Ara Formation Depositional Architecture and Controls from Reservoir Development - Sultanate of Oman

Zuwena Al-Rawahi1; John Grotzinger2; Joao Rodrigues1; Sri Vaddey1; Huub Jansen1

(1) Exploration, Petroleum Development Oman, Muscat, Oman.

(2) Division of Earth and Planetary Sciences, California Institute of Technology, Los Angeles, CA.

An integrated subsurface approach to understand reservoir development of a unique Precambrian hydrocarbon system in the South Oman Salt Basin (SOSB) is presented here. New well data and recently re-processed PreSDM data were used to improve the basement fault and overburden tectonic models. Existing depositional models have been refined to identify reservoir fairways and aid in play segment risking.

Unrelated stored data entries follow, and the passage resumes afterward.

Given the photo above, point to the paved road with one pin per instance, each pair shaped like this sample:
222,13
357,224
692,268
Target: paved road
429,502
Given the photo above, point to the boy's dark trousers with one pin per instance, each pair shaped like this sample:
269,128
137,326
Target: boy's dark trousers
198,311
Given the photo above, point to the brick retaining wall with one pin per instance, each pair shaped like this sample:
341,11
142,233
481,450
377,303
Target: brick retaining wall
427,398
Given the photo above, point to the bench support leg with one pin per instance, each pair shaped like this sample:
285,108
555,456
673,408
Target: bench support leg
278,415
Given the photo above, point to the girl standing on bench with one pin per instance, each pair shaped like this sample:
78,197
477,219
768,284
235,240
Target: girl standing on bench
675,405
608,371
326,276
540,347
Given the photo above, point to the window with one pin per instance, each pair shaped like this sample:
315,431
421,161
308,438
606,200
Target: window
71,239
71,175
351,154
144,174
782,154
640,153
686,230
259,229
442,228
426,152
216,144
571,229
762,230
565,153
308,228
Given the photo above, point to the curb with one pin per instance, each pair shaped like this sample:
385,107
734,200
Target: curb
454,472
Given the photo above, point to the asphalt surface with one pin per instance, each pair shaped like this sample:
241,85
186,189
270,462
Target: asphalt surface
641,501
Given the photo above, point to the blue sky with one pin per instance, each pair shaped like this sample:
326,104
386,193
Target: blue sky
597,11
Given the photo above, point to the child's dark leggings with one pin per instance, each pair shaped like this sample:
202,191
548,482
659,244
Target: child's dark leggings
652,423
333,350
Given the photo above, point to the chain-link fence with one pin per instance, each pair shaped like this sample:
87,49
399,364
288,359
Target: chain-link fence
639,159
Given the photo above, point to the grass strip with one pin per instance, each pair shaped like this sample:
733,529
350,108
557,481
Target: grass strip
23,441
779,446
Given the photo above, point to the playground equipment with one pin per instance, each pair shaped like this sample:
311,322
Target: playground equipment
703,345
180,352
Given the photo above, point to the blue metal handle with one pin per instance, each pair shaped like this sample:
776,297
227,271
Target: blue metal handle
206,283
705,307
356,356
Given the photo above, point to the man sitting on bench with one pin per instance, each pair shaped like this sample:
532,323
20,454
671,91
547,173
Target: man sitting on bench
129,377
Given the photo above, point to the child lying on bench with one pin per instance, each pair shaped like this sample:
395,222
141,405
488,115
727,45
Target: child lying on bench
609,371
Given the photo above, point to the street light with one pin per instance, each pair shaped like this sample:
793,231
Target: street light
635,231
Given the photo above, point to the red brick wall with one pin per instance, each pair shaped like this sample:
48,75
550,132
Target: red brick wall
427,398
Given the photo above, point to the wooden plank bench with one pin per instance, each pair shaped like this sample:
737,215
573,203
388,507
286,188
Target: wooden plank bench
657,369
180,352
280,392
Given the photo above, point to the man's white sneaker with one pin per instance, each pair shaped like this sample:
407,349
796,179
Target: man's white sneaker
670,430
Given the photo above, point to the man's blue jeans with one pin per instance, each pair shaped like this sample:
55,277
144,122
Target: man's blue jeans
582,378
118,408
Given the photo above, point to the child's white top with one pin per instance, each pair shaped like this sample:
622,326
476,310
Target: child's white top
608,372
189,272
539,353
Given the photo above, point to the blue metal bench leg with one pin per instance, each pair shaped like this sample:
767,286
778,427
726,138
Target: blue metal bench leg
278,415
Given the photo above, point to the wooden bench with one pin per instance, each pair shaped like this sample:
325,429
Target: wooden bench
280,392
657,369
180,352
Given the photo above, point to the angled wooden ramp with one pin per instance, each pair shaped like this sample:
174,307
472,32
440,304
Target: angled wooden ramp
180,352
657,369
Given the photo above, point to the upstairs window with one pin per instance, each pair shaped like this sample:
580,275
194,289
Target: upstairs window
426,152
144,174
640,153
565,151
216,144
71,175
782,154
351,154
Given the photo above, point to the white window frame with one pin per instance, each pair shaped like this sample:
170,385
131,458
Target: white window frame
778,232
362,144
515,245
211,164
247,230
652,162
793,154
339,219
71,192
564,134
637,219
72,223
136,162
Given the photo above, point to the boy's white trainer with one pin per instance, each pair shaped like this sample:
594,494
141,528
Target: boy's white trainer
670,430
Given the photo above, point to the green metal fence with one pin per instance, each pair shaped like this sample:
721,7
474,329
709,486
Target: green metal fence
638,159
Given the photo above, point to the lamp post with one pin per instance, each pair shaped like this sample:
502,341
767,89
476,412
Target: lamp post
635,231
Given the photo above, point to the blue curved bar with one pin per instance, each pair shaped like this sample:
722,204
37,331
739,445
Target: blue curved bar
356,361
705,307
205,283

The Precambrian Ara Formation comprises six (A1-A6C) carbonate-evaporite cycles, most of which are totally encased in salt. Hydrocarbons are produced from the overpressured to hydrostatically-pressured dolomite “stringer” intervals which define the focus of the study. Some of the complexities in predicting reservoir sweetspots for exploration of the Ara carbonate stringers are: 1) Slabs encased in salt can only be jump-correlated seismically to another slab hence palaogeographic reconstruction is hampered by salt halokinesis; 2) Primary reservoir quality is complicated by diagenesis and charge timing; 3) Post-charge reactivation of structures affects hydrocarbon column, -phase, and distribution of pressures.

Each stringer records a third-order sequence; Facies show substantial lateral continuity, within and between the slabs, and are dominated by thrombolitic build-ups, microbial laminites and carbonate calcarenites of the ensuing highstand phase. Subsequent lowstand evaporites are anhydrite and thick halite facies that onlap and overlap highstand reservoir carbonates indicating a tectonic control on sequence development.

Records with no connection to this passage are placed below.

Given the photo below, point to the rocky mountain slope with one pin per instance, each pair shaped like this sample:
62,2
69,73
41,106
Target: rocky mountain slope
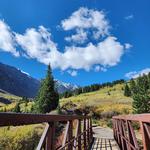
19,83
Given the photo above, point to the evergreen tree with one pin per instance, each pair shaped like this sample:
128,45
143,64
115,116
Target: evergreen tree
133,87
17,108
47,98
140,94
127,91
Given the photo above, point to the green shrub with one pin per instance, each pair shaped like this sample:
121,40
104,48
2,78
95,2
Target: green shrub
20,138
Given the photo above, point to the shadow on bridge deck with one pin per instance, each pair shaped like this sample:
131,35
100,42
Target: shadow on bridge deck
103,139
104,144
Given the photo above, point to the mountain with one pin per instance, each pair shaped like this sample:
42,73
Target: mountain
17,82
62,86
20,83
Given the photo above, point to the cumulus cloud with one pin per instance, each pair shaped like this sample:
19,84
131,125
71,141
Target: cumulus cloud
7,42
129,17
99,68
136,74
84,19
37,43
128,45
72,72
80,37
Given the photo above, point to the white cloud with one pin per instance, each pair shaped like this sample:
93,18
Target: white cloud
38,44
72,72
80,37
128,46
135,74
99,68
7,42
84,19
129,17
106,53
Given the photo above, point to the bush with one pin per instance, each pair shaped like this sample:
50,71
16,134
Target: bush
109,114
19,138
109,123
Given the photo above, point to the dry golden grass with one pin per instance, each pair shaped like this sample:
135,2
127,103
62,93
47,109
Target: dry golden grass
106,99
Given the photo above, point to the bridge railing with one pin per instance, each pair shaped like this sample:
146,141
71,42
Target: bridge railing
78,136
125,135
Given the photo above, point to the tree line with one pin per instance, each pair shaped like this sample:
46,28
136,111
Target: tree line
139,90
90,88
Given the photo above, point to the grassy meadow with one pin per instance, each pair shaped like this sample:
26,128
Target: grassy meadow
101,104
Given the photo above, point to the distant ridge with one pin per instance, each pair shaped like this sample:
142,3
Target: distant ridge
20,83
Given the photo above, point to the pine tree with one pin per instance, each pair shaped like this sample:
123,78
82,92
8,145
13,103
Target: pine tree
141,98
127,91
17,108
47,98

Palaogeographic maps show that A1C and A2C stringers have facies distributions that differ between the Harweel and Birba areas due to the influence of antecedent topography, syndepositional salt withdrawal and basement-involved faulting. A major platform of A1C age is developed in the Birba area; this platform continued to aggrade along its edge during A2C times, forming a barrier shoal and development of isolated carbonates in restricted environments in the Birba area. In contrast, platforms and reservoirs of A2C age are best developed in the Harweel area. A3C platforms are developed atop A2C platforms. A4C reservoirs are restricted to the Birba area, where it was localized above the major platform that initiated during A1C time.
A refined risk assessment of the different stringer intervals in the SOSB could therefore be constructed in distinctive geographic areas, leading to improved ranking of future exploration targets.